7. The microphone as recited in claim 6, wherein the electronic unit is designed to establish a minimum limiting value of a frequency range of sound waves which may be amplified with the aid of the microphone, in that the at least one predefined or established actuator voltage is applied between two of the electrodes of the bending structure at a time with the aid of the electronic unit in such a way that the deformation of the bending structure triggered by the intrinsic stress gradient in the bending structure is at least partially compensated for.

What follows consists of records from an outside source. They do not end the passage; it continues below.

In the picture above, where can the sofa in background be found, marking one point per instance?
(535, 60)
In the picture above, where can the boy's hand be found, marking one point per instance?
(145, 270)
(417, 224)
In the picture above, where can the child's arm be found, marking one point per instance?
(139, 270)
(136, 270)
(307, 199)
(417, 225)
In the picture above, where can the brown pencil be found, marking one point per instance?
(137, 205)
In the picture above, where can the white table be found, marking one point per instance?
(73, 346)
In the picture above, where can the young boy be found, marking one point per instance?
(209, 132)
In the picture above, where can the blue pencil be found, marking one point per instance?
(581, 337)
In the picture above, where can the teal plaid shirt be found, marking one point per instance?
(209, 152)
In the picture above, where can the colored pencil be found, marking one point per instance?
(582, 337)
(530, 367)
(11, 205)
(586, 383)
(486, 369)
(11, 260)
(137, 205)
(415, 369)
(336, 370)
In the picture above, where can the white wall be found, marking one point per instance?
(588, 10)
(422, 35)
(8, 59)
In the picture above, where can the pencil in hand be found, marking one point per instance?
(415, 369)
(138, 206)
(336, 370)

8. A method for operating a sensor and/or transducer device having at least one bending structure, which includes at least one piezoelectric layer, the method comprising:

at least partially compensating for a deformation, which is triggered by an intrinsic stress gradient in the bending structure, of the bending structure having at least one self-supporting area, which is adjusted in relation to an anchored area of the bending structure under at least one of a compression and an elongation of the at least one piezoelectric layer, by applying at least one predefined or established actuator voltage between two of the electrodes at a time of the bending structure, whose intermediate volume is at least partially filled using the at least one piezoelectric layer.

9. The method as recited in claim 8, wherein different predefined or established actuator voltages are applied between the electrodes of the bending structures.

10. A method for calibrating a microphone having at least one bending structure, which includes at least one piezoelectric layer, the method comprising:

setting a minimum limiting value of a frequency range of sound waves which may be amplified with the aid of the microphone, in that a deformation, which is triggered by an intrinsic stress gradient in the bending structure, of the bending structure having at least one self-supporting area, which is adjusted in relation to an anchored area of the bending structure under at least one of a compression and an elongation of the at least one piezoelectric layer, is one of at least partially compensated for or increased, by applying at least one predefined or established actuator voltage between two of the electrodes at a time of the bending structure, whose intermediate volume is at least partially filled using the at least one piezoelectric layer.

11. The method as recited in claim 10, wherein in calm surroundings, a first minimum limiting value of the frequency range of sound waves which may be amplified is set with the aid of at least one predefined or established first actuator voltage, and in windy surroundings, a second limiting value of the frequency range of sound waves which may be amplified, which is greater compared to the first minimum limiting value, is set with the aid of at least one predefined or established second actuator voltage.